Elle ajuste ses petites lunettes rondes avant de griffonner une note avec un vieux crayon.
Murad maintient fermement la compresse.
— Merci de ton aide.
— Pense à mettre des gants pour garder la compresse en place.
— J’essaierai de faire plus attention en entretenant les chemins du village.
Elle marque une pause et se tourne vers Murad.
— Ce produit gominant que tu utilises pour tes cheveux, est-ce qu’il va bien ?
— Il est pas mal, tu veux que je t’en procure ?
— Non, merci. Je préfère attacher mes cheveux en chignon.
— Au fait, pourquoi ne pas faire pousser des médicinas dans ton jardin ?
— La médicina est une plante capricieuse.
— Je vois que ce n’est pas simple. Tu as quel âge déjà ?
L’intonation de Murad est taquine.
Yumi affiche un sourire en coin.
— Veux-tu que je te raconte l’époque où je changeais tes linges ?
— Une autre fois…
La voix de Murad est plus hésitante pendant un court instant.
— Pourquoi ne t’es-tu jamais mariée ?
— Eh bien, certains événements font que l’on est amené à faire des choix.
— Tu aurais été une super maman.
Ses lèvres s’étirent un court instant, puis son regard affiche un air compatissant.
— Savais-tu que mes parents sont morts d’une maladie quand j’étais petite ?
— Marc m’a raconté que tu les avais perdus à cinq ans.
Pendant une fraction de seconde, il m’est possible de percevoir une petite fille en larmes…
Elle se tient figée devant deux corps que l’on recouvre de terre.
— Plus jamais… Plus jamais… Plus jamais…
Alors que ses mots se répètent me revoici dans l’instant présent.
Yumi fixe le regard de Murad avec détermination.
— La maladie touchera toujours les gens… J’ai donc appris à la combattre.
— Tu t’es concentrée sur ton apprentissage plutôt que sur tes relations ?
— En effet.
— Tu es une personne altruiste, Yumi. J’ai beaucoup de respect pour toi !
— Paul et toi avez aussi perdu vos parents très jeunes.

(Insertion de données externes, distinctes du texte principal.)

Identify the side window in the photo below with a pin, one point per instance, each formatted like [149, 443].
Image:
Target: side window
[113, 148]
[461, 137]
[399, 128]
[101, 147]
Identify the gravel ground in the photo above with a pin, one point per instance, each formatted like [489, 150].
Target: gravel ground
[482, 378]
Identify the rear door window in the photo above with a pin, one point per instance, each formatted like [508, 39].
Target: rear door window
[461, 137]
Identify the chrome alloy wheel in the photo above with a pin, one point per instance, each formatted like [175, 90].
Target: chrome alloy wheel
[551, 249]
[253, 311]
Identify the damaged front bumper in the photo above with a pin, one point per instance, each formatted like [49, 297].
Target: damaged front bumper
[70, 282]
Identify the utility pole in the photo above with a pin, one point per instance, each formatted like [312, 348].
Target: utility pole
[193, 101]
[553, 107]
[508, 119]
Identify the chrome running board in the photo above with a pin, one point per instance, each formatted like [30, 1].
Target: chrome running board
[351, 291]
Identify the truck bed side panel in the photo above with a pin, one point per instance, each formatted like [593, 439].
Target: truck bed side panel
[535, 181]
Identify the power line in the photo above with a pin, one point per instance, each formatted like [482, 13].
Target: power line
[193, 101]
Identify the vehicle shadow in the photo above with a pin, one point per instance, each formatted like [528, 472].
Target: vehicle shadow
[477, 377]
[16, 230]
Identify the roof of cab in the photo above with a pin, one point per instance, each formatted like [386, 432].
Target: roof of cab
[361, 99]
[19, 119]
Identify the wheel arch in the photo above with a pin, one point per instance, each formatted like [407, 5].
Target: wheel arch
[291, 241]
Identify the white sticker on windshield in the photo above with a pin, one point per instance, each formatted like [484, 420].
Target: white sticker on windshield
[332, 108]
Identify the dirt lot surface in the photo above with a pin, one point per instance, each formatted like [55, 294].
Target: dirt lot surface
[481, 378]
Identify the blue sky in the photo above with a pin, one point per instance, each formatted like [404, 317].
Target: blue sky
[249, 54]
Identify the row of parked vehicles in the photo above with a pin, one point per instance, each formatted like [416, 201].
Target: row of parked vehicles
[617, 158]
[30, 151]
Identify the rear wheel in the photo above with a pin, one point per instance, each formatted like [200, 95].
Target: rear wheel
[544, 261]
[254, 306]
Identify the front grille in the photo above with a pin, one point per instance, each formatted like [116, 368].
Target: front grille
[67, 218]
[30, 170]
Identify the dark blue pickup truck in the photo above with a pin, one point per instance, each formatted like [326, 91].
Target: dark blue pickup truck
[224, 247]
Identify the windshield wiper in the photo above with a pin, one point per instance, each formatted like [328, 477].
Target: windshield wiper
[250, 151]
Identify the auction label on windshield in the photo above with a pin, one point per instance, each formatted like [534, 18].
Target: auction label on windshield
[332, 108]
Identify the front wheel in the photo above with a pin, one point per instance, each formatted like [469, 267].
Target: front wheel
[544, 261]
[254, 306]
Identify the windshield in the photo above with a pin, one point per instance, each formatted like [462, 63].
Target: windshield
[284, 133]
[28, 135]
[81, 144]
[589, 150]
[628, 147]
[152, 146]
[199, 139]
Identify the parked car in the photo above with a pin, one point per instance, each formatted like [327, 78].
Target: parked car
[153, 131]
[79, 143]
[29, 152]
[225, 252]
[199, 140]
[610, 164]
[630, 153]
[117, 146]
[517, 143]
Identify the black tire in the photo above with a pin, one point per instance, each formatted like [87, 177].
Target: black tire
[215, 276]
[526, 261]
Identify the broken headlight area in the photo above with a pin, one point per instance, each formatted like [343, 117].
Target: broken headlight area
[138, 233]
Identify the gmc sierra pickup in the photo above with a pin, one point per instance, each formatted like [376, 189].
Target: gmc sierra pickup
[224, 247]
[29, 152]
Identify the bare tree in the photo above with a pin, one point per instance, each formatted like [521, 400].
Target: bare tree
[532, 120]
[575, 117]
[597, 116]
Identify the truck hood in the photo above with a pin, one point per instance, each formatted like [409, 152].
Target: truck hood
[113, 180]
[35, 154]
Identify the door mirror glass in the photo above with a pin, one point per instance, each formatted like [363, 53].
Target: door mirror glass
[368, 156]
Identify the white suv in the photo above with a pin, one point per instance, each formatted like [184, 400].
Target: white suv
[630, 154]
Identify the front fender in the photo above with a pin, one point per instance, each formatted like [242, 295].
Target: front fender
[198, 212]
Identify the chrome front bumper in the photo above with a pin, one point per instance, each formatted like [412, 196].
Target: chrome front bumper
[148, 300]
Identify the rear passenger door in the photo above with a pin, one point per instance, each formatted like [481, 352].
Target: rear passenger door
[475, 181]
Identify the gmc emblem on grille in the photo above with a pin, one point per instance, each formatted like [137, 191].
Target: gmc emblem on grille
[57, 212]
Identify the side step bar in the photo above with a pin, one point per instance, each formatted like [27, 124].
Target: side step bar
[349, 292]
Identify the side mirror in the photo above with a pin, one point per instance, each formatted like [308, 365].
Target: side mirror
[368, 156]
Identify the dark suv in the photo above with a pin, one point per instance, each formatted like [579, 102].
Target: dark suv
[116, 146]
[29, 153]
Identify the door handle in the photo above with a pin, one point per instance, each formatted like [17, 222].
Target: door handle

Murad est le demi-frère de Paul, mais ça restera mon secret.
— L’effondrement de la mine d’Astérnia a fait beaucoup de victimes.
— Pourtant, vous êtes devenus des hommes bien.
Un souvenir me revient dans ce même lieu, elle est assise près d’un lit.
Wendy tient fermement sa main en poussant des cris de douleurs.
— Promets-moi que personne ne saura, si Ruben l’apprend il me rejettera.
La voix de Wendy est agitée.
— Ne t’en fais pas autant et concentre-toi sur ton accouchement.
Celle de Yumi est beaucoup plus ferme ici.
— Promets-moi le, personne ne doit jamais savoir.
— Les promesses n’engagent que ceux qui les tiennent, mais tu as ma parole.
— Merci.
Yumi relâche la main de Wendy, puis se positionne entre ses jambes.
Après de longues minutes de souffrance Murad est entre de bonnes mains.
C’est ici que ce souvenir se termine, mais la précédente pensée de Yumi prend tout son sens.
Après tout, les relations humaines sont bien au-delà de toute compréhension scientifique.
— Il faut que j’y aille, sinon la route du moulin ne sera jamais restaurée.
— Votre travail est important pour tout le monde, mais restez prudents.
— C’est promis. Je ne veux pas te surcharger de travail !
Alors que Murad se lève, me voilà à regarder encore une fois un souvenir de Yumi.
Elle mélange des herbes…
Prends des notes…
Essaie les mélanges…
Ses sensations s’effacent et mes perceptions se connectent aux sens de Michel.